MUNICH, Germany (CNN) -- At first glance, the C-1 scooter looks like BMW crossed one of its auto assembly lines with one of its motorcycle plants.
Heads do turn as the hybrid scooter cruises European streets. It's marketed here as a commuter alternative to crowded public transportation -- and to the high costs of fueling a car, the equivalent of some U.S. $4 per gallon for gas these days. The C-1 is miserly by comparison, getting about 80 miles (128 km) per gallon of petrol.
"What I do is I just start with the accelerator, there is no clutch," says Uhland Burkart, demonstrating the vehicle in downtown Munich. "So when I want to go I just open the throttle, and here we go."
Burkart, who heads the sales and marketing division for BMW motorcycles, says company research and development teams began searching for answers to city driving difficulties in the early 1990s.
"Well, we said, 'There's a solution. It's a scooter or a motorcycle.' But then you don't have the safety, and you don't have the weather protection. Normally in a scooter you need specific garments, you need a helmet."
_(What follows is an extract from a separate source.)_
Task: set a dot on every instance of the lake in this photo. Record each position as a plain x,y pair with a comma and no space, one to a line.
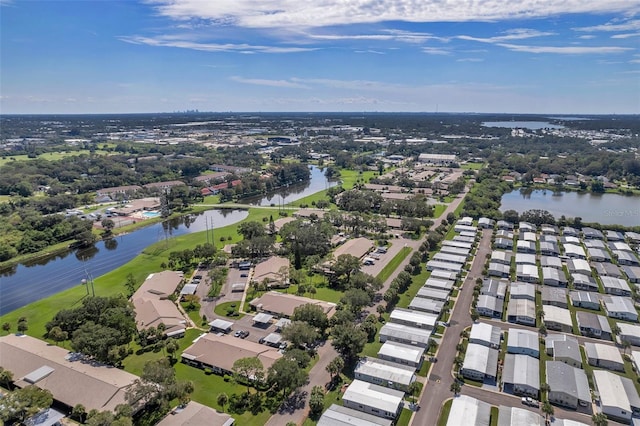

It took about five years from the first prototypes to production of the part-scooter, part-car C-1. It was put on the market in spring 2000, at a cost of 6,500 to 7,000 euros, or about U.S. $5,500.
Making it safer
Dominating the design concerns was the question of how to make the vehicle safer than an ordinary motorcycle. In the United States, for example, the National Highway Traffic Safety Administration (NHTSA) says motorcycle fatalities account for 5 percent of highway deaths each year, although motorcycles comprise only 2 percent of registered vehicles.
That's because motorcycles provide little protection in a crash. They have no roof, no safety belts, no air bags, and less bulk than an automobile.
Burkart says the C-1 addresses some of those concerns with what it calls an aluminum "safety cell."
"The safety cell has been built to withstand crashes like cars. And actually, you experience safety that is comparable to a small car," says Burkart.
In Germany, C-1 riders don't need to wear helmets, and they don't need a motorcycle-driving license.
But there are different safety standards in different countries. Other European countries still require helmets and some require motorcycle licenses to operate the C-1. The original vehicle has a 125cc engine. But a more powerful 176cc version is on the market, in part because Italy requires 150cc vehicles on its motorways.
Not coming here soon
BMW has no plans to market the C-1 in the United States, Canada or Australia. Tim Hurd of the traffic safety administration says company officials have talked with the agency about the C-1, but haven't begun formal efforts to determine whether the vehicle can meet either motorcycle or automobile safety standards.
The C-1 is sexier than the ubiquitous Vespas and Mopeds that dart through European urban traffic. But it would never be confused with a sleek racing bike because of accoutrements like a windshield wiper, two seat belts and an optional luggage rack.
But there's still plenty of "gee whiz" effect.
"It's actually fun, because all the people in the cars are looking at you. You're enjoying a lot of attention," says Burkart.
He clearly was enjoying that attention on the busy streets surrounding BMW's research and development center, as he demonstrated the vehicle for CNN.